BİR VELİNİN HAYATI - Hacı Bayramı Veli - 1

Sayı 4

1. BÖLÜM

İstanbul’u, Fatih Sultan Mehmed Han’ın fethedeceğini müjdeleyen büyük veli. İsmi, Nu’man bin Ahmed bin Mahmud olup, lakabı Hacı Bayram’dır. Hicri 753 (miladi 1352) yılında, Ankara ilinin Çubuk çayı üzerindeki Zülfadl köyünde doğdu. Hamid-i Aksarayi’den (Somuncu Baba) feyz alarak, zahiri ve batıni ilimlerde üstün derecelere yükseldi. Tasavvufta Bayrami tarikatını (yolunu) kurdu. Fatih Sultan Mehmed Han’ın hocası Akşemseddin hazretlerini yetiştirip kemale getirdi. Hicri 833 (miladi 1449) senesinde Ankara’da Hakk’a yürüdü. Türbesi Hacı Bayram Camii’nin kenarında ziyarete açıktır.

Nu’man, küçük yaşından itibaren ilim tahsiline başladı. Ankara’da ve Bursa’da bulunan alimlerin derslerine katılarak, tefsir, hadis, fıkıh gibi din ilimlerinde yetişti. Ankara’da Melike Hatun’un yaptırdığı Kara Medrese’de müderrislik yaparak, talebe yetiştirmeğe başladı. Kısa zamanda, halk arasında sevilip sayılan bir kimse haline geldi.
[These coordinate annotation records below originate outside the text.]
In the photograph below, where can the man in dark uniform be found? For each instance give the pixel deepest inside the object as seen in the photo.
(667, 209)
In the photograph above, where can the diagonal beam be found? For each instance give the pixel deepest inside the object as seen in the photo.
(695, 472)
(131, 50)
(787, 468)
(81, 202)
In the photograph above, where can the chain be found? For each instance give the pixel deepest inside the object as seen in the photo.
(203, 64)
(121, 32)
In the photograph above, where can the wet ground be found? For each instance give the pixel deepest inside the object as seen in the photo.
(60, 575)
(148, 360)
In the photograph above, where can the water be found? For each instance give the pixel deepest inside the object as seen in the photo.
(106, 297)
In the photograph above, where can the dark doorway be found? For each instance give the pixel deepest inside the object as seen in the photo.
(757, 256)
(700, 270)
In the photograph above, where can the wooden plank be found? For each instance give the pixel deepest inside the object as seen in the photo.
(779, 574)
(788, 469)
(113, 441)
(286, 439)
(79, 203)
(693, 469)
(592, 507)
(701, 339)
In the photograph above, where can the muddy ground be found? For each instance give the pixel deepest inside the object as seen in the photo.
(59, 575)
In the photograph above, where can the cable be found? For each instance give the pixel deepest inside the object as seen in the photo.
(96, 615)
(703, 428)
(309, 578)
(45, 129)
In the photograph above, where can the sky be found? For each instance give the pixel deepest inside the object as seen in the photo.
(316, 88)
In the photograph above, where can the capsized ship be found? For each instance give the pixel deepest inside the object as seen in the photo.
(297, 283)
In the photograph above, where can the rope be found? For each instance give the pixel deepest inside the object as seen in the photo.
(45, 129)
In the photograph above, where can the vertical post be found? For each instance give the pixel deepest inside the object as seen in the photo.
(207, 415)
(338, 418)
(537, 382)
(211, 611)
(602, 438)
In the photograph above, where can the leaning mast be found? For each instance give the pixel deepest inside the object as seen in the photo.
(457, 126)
Bir gün müderris Nu’man’a bir kimse gelerek; “İsmim Şüca-i Karamani’dir. Hocam Hamideddin-i Veli hazretlerinin size selamı var. Kayseri’ye davet ediyor. Bu vazife ile huzurunuza gelmiş bulunuyorum” dedi. O da, Hamideddin ismini duyunca; “Baş üstüne, bu davete icabet lazımdır. Hemen gidelim” diyerek müderrisliği bıraktı. Şüca-i Karamani ile Kayseri’ye gittiler. Kayseri’de Hamideddin-i Veli ile bir kurban bayramında buluştular. O zaman Hamid-i Veli; “iki bayramı birden kutluyoruz” buyurarak, Nu’man’a Bayram lakabını verdi. Hamid-i Veli, Nu’man ile başbaşa sohbetlere başlayarak, onu kısa zamanda olgunlaştırdı. Zahiri ve batını ilimlerde yüksek derecelere kavuşturduktan sonra ona; “Hacı Bayram! Zahiri ilimleri ve bu ilimlerde yetişmiş alimleri ve derecelerini gördün. Batın ilimleri ve bu ilimlerde yükselmiş evliyayı ve derecelerini de gördün. Hangisini murad edersen onu seç!” buyurdu. Hacı Bayram da, kendisini tasavvufa verdi ve bu yolda daha yüksek derecelere kavuşmak için çalıştı. Hocasının teveccühleri ile zamanının en büyük velilerinden oldu.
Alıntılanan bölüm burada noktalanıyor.